Zwischen der Schwäbischen Alb und dem Neckartal erstreckt sich eine der schönsten Radregionen Süddeutschlands. Die Früchtetrauf-Region im Landkreis Tübingen verbindet sportliche Herausforderungen mit idyllischen Genussmomenten in einer einzigartigen Kulturlandschaft.

Freizeittipp Deutschland – Wer sich für das Radfahren am Früchtetrauf entscheidet, begibt sich auf eine Reise durch ein buntes Mosaik der Natur. Das leise Surren der Reifen mischt sich hier mit dem Duft blühender Streuobstwiesen und dem weiten Blick über den Albtrauf. Die Region, die zur größten zusammenhängenden Streuobstlandschaft Süddeutschlands gehört, bietet eine Infrastruktur, die sowohl für ambitionierte Sportler als auch für gemütliche Familienausflüge wie geschaffen ist.

Eine Infrastruktur, die keine Wünsche offen lässt

Das Herzstück für alle, die das Radfahren am Früchtetrauf lieben, ist das über 1.000 Kilometer umfassende, bestens ausgeschilderte Streckennetz. Hier wird deutlich, dass der Landkreis Tübingen massiv in die Qualität des Radtourismus investiert hat. Ob Tagestour oder mehrtägiger Urlaub: Die Möglichkeiten sind nahezu unbegrenzt.
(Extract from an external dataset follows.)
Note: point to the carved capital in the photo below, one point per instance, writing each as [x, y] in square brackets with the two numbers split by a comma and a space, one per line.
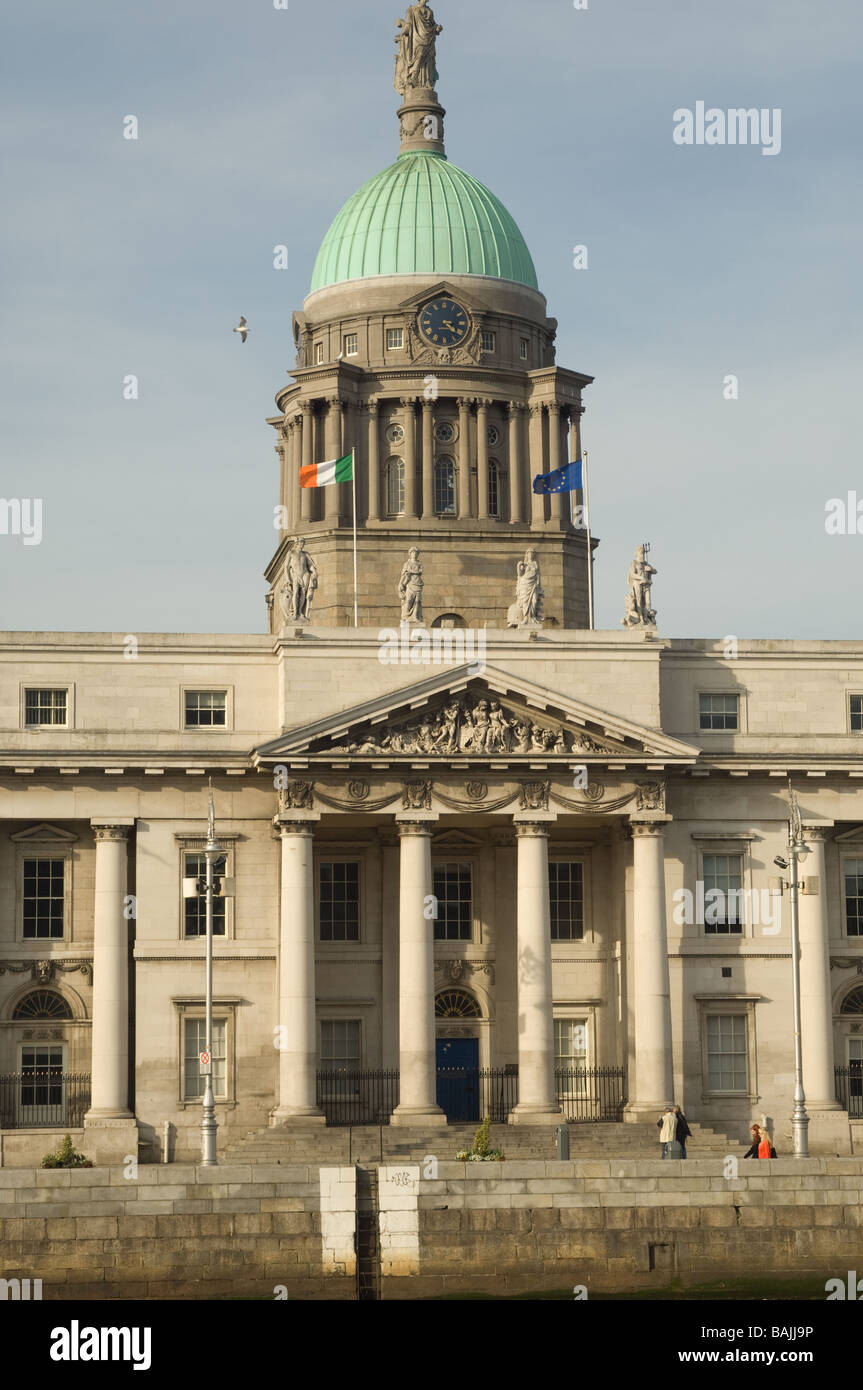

Besonders komfortabel wird das Erlebnis durch die zahlreichen radfreundlichen Angebote. Viele Unterkünfte verfügen über die „bett+bike“-Zertifizierung und sind somit perfekt auf die Bedürfnisse von Zweiradfahrern eingestellt – von gesicherten Stellplätzen bis hin zum Werkzeug für kleine Reparaturen. Ergänzt wird dies durch moderne Radservice-Stationen entlang der Wege und eine hervorragende Anbindung an den öffentlichen Nahverkehr, was die klimafreundliche Anreise mit der Bahn und dem Fahrrad unkompliziert ermöglicht.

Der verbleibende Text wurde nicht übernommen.